We renden achter hem aan, maar hij bereikte de zee eerder dan wij en met de opblaaskrokodil voer hij richting de horizon. ‘Daar gaat hij,’ zei Noah. ‘De vrije, wijde wereld in en wij maar lijden met deze warmte op het drukke strand in onze maatschappelijke ketens. De wereld is zo oneerlijk!’ – ‘Wacht eens,’ zei de man zonder opblaaskrokodil. ‘Hij zinkt! De opblaaskrokodil moet lek zijn gegaan toen ik mensen ermee mepte. Ha! De ironie van het leven!’

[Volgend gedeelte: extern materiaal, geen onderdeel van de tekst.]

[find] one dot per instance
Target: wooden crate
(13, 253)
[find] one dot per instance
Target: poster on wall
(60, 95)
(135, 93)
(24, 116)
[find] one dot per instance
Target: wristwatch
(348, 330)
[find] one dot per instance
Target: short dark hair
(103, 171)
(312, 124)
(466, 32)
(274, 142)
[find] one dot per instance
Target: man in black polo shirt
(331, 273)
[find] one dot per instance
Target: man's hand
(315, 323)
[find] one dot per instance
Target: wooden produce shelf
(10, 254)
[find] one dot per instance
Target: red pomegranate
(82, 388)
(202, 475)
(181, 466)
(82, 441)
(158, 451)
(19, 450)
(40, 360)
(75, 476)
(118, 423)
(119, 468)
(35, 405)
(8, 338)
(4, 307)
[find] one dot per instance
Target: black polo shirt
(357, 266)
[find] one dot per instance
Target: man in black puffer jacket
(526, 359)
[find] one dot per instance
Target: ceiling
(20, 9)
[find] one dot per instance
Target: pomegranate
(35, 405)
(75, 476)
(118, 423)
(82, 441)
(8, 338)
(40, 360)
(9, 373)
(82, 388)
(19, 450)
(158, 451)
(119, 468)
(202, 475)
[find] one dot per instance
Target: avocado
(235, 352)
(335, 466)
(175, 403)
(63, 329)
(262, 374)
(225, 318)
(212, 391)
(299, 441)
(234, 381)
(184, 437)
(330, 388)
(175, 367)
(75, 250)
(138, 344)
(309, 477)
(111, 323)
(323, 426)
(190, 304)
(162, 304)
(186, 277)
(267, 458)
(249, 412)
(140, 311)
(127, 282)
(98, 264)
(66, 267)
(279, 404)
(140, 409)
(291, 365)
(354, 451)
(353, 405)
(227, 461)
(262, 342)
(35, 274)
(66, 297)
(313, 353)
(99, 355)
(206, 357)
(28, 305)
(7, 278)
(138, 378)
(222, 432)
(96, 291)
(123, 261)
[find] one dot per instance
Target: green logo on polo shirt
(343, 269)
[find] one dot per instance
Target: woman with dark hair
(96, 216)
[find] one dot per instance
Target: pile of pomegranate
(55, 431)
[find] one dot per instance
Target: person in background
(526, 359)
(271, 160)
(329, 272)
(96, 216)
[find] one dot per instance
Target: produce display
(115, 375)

De nepconducteur zonk inderdaad en schreeuwde om hulp. Niemand hielp hem en een paar minuten later was hij verdronken. Iedereen begon te juichen. Lange leve rechtvaardigheid! Wat een avontuur!
Twee minuten later verveelde iedereen zich. Men staarde weer doods voor zich uit. ‘Zouden ze hier bij het strandpaviljoen ook vegetarische kroketten verkopen?’ vroeg Noah.